If the product is to be marketed the company will incur a fixed cost of Rs 60,000 and will have to pay 600 for each unit that is produced and placed in the store. At what sales level can the company expect to recover its costs?
Answer:Given demand function \( D(x) = 2000 - 4x \). This function determines the price per unit based on the quantity demanded.
The Revenue function \( R(x) \) is the price per unit \( D(x) \) multiplied by x:
\( R(x) = D(x) \times x = (2000 - 4x)x = 2000x - 4x^2 \).
Given Total Fixed Cost (TFC) = Rs 60,000.
The cost for each unit produced and placed in the store (variable cost per unit) = Rs 600.
So, the Total Variable Cost (TVC) for x units is \( 600x \).
The Total Cost function \( C(x) \) is TFC + TVC: \( C(x) = 60000 + 600x \).
To find the sales level at which the company expects to recover its costs (break-even point), we set Revenue equal to Cost: \( R(x) = C(x) \).
\( 2000x - 4x^2 = 60000 + 600x \)
Rearrange the terms to form a quadratic equation:
\( 0 = 4x^2 + 600x - 2000x + 60000 \)
\( 0 = 4x^2 - 1400x + 60000 \)
Divide the equation by 4 to simplify:
\( x^2 - 350x + 15000 = 0 \).
This is a quadratic equation. We can solve it by factoring or using the quadratic formula.

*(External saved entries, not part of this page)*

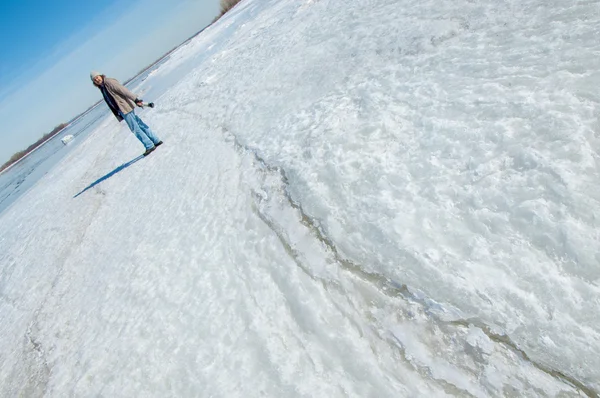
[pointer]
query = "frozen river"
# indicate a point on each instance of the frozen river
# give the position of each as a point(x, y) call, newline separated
point(382, 198)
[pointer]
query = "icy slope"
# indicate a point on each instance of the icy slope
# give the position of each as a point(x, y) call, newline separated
point(367, 198)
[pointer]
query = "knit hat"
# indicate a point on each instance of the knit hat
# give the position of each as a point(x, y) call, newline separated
point(94, 74)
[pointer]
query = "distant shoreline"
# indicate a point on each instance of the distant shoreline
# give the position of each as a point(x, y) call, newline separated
point(226, 5)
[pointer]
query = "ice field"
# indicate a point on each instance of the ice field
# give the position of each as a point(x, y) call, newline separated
point(366, 198)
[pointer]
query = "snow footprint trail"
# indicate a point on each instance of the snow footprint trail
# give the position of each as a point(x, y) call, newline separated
point(462, 356)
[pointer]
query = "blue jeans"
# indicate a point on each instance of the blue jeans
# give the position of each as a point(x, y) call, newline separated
point(140, 129)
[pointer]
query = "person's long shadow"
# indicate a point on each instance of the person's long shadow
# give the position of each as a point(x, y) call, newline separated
point(112, 173)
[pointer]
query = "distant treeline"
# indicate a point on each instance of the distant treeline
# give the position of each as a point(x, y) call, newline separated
point(226, 5)
point(19, 155)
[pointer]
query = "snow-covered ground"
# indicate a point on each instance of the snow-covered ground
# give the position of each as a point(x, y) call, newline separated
point(370, 198)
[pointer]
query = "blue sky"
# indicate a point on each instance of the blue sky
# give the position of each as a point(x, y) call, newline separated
point(48, 48)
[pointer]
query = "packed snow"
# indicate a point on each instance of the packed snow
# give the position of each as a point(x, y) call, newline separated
point(375, 198)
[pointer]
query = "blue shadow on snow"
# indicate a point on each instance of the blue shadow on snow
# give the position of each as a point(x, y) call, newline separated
point(112, 173)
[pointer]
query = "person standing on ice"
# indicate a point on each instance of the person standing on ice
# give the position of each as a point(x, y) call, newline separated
point(121, 102)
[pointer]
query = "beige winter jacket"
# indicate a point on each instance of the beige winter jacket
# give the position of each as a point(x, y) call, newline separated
point(122, 96)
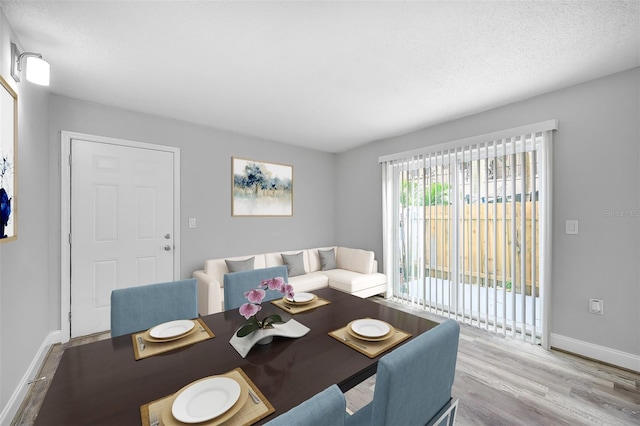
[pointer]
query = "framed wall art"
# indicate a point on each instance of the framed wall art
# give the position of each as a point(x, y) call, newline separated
point(8, 161)
point(259, 188)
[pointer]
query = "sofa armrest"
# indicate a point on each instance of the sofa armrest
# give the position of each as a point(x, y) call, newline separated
point(209, 294)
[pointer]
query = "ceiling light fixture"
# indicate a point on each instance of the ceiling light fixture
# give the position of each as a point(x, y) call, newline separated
point(37, 70)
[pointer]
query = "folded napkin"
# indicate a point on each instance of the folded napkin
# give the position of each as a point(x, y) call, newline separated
point(291, 328)
point(298, 308)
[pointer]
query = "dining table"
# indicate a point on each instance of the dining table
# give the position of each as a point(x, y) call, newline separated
point(102, 383)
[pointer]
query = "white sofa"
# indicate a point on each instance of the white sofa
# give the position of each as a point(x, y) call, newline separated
point(356, 273)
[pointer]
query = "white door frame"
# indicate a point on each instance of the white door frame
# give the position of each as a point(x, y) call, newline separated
point(65, 215)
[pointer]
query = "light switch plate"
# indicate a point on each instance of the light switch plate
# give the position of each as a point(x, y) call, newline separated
point(571, 227)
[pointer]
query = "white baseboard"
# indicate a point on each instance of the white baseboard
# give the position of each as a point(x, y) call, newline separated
point(597, 352)
point(13, 405)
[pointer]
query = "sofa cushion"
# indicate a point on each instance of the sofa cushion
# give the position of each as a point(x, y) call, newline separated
point(352, 282)
point(356, 260)
point(237, 283)
point(295, 263)
point(308, 282)
point(240, 265)
point(327, 259)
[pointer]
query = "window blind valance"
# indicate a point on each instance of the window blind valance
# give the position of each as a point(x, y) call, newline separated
point(529, 129)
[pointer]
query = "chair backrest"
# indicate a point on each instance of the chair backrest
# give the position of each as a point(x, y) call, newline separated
point(237, 283)
point(140, 308)
point(327, 408)
point(413, 382)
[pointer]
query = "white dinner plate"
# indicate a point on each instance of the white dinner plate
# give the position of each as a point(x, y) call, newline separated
point(370, 327)
point(205, 400)
point(301, 298)
point(171, 329)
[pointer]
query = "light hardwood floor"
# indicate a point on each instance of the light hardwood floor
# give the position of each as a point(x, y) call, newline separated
point(499, 381)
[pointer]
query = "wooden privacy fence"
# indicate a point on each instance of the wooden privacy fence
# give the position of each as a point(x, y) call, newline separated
point(481, 230)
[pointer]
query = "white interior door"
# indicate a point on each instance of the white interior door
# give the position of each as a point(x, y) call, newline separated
point(122, 226)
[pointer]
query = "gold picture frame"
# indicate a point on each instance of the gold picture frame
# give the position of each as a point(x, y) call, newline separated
point(8, 162)
point(259, 188)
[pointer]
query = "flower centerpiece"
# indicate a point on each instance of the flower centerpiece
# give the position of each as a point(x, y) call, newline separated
point(255, 296)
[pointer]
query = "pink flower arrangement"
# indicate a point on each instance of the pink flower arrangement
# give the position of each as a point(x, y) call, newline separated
point(255, 297)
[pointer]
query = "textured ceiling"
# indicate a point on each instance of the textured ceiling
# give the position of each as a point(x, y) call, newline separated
point(326, 75)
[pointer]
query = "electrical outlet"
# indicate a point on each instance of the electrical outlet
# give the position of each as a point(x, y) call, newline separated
point(596, 306)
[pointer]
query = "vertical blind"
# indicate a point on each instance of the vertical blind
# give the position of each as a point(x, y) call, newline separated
point(467, 229)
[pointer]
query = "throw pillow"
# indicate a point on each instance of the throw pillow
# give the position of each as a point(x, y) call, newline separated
point(327, 259)
point(295, 264)
point(240, 265)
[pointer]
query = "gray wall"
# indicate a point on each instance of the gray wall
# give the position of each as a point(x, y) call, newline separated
point(596, 157)
point(24, 276)
point(205, 185)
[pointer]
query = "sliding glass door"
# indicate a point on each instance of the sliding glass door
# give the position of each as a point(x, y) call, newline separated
point(466, 230)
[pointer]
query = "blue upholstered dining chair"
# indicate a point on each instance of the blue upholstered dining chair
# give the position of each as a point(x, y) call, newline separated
point(139, 308)
point(413, 382)
point(327, 408)
point(237, 283)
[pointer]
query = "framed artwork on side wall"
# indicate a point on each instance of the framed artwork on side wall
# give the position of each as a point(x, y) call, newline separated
point(8, 161)
point(259, 188)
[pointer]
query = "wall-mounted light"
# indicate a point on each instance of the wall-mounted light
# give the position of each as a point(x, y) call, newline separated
point(37, 70)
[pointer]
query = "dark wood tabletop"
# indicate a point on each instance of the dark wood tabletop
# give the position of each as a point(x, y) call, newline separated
point(102, 383)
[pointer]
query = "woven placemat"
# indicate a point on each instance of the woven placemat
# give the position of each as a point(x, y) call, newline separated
point(201, 333)
point(296, 309)
point(250, 412)
point(370, 349)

By factoring, we look for two numbers that multiply to 15000 and add to -350 (which are -50 and -300):
\( (x - 300)(x - 50) = 0 \)
So, \( x = 300 \) or \( x = 50 \).
The company can expect to recover its costs at sales levels of 50 units or 300 units. These two points define the range where the business is profitable.In simple words: First, find the revenue function by multiplying the demand function by x. Then, find the total cost function by adding fixed costs and variable costs. To recover costs, set the revenue equal to the total cost and solve the resulting quadratic equation for x to find the two break-even points.

🎯 Exam Tip: When the demand function is linear, the revenue function will be quadratic. Be prepared to solve quadratic equations to find break-even points, which often result in two values for quantity.